Librettist Bill Oakes attempts to remain more faithful to James Jones’ hard-hitting masterpiece (published in 1951) than the film – the latter, for example, expunging all traces of the book’s homosexuality, either explicit or implied – and manages, via some fairly skilful shorthand, to reduce the 861-page novel’s salient plot points to about two and a half hours of running time.

In case you didn’t know, Jones’ celebrated pre-World War II epic begins about six months before the bombing of Pearl Harbor and follows the tribulations of several members of G Company at the Schofield Barracks in Hawaii. Central to the sprawling narrative is Private Robert E. Lee Prewitt (Robert Lonsdale), a “30-year man” (i.e. an infantry man who has given over his life to soldiering).

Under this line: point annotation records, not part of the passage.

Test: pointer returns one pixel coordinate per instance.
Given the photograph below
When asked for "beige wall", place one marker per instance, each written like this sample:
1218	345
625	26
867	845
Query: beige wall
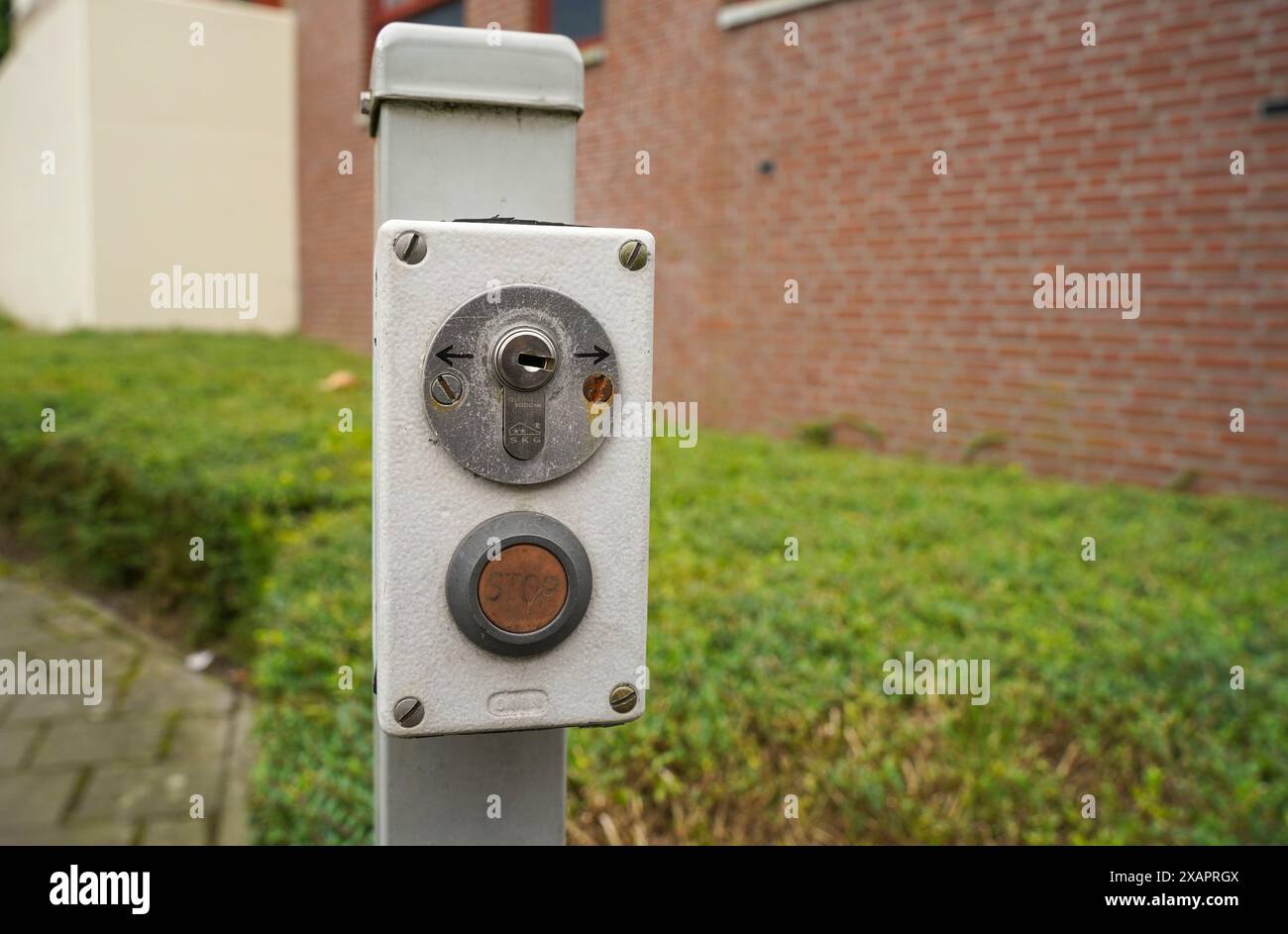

An erstwhile bugler of distinction as well as an accomplished welter- weight boxer, his value to the outfit is immediately diminished when he adamantly refuses to box or play the bugle anymore. It seems that in his youth he blinded a friend in the ring. Why he has hung up his bugle isn’t explained. At least not in the musical.

Prewitt’s non-negotiable behaviour results in his being victimised by the company’s Captain Holmes (Martin Marquez) who orders the outfit’s sadistic stockade Sergeant Galovitch (David Stoller) to break him into submission by subjecting him to regular sessions of punishing hazing rituals.

Prewitt’s only friend in the company is Private Angelo Maggio (Ryan Sampson), a gutsy and engaging character who supplements his income by “rolling queers” (offering sexual favours for money) at a local gay bar. He, too, is a victim of Galovitch’s sadism, and is beaten to death by him.

Yet another narrative strand woven into the novel’s fabric is the clandestine affair First Sergeant Milt Warden (Darius Campbell) is having with the Captain’s unhappily married, promiscuous wife Karen (Rebecca Thornhill).

Romantic interest is further served by the brief but rather touching affair between Prewitt and Lorene (Siubhan Harrison), a prostitute in a much in-demand Hawaiian brothel.

Speaking of sex, the famous beach scene in the 1953 movie, in which Burt Lancaster and Deborah Kerr make love in the pounding Hawaiian surf, goes for little here – as, it has to be said, it does in the novel.

The trouble is, cramming so much plot (with time out for 20 songs plus reprises) into just 140 minutes or so, plus intermission) is rather like shoe-horning a size 10 foot into a size six shoe. It’s not the most comfortable fit.

The result is a show bloated with incident but anorexic when it comes to characterisation. What we’re offered are caricatures, stereotypes and, at best, rough sketches rather than fully rounded flesh-and-blood people.

Nor are matters helped by composer Stuart Brayson and lyricist Tim Rice, whose pastiche score is pretty generic and undistinguished. Hardly any of the songs develop plot or character or have a personality germane to the material they’re supposed to enhance. They’re professional enough, but they’re interchangeable with any number of undistinguished musicals of the last 20 years. Many of them, such as "Love Me Forever Today" and "Another Language," could probably pass as pop singles rather than numbers written especially for this musical.

With the exception of the climactic bombing of Pearl Harbor, realistically rendered by Jon Driscoll’s vivid projections, the visual aspects of the show (sets and costumes by Soutra Gilmour) are undistinguished, though director Tamara Harvey, aided by Javier De Frutos’ serviceable choreography, manages to keep Jones’ multi-layered plot in focus.

When, however, you think of what Rodgers and Hammerstein accomplished with their wartime musical South Pacific, From Here to Eternity, for all its lofty ambitions, barely cuts the moutard.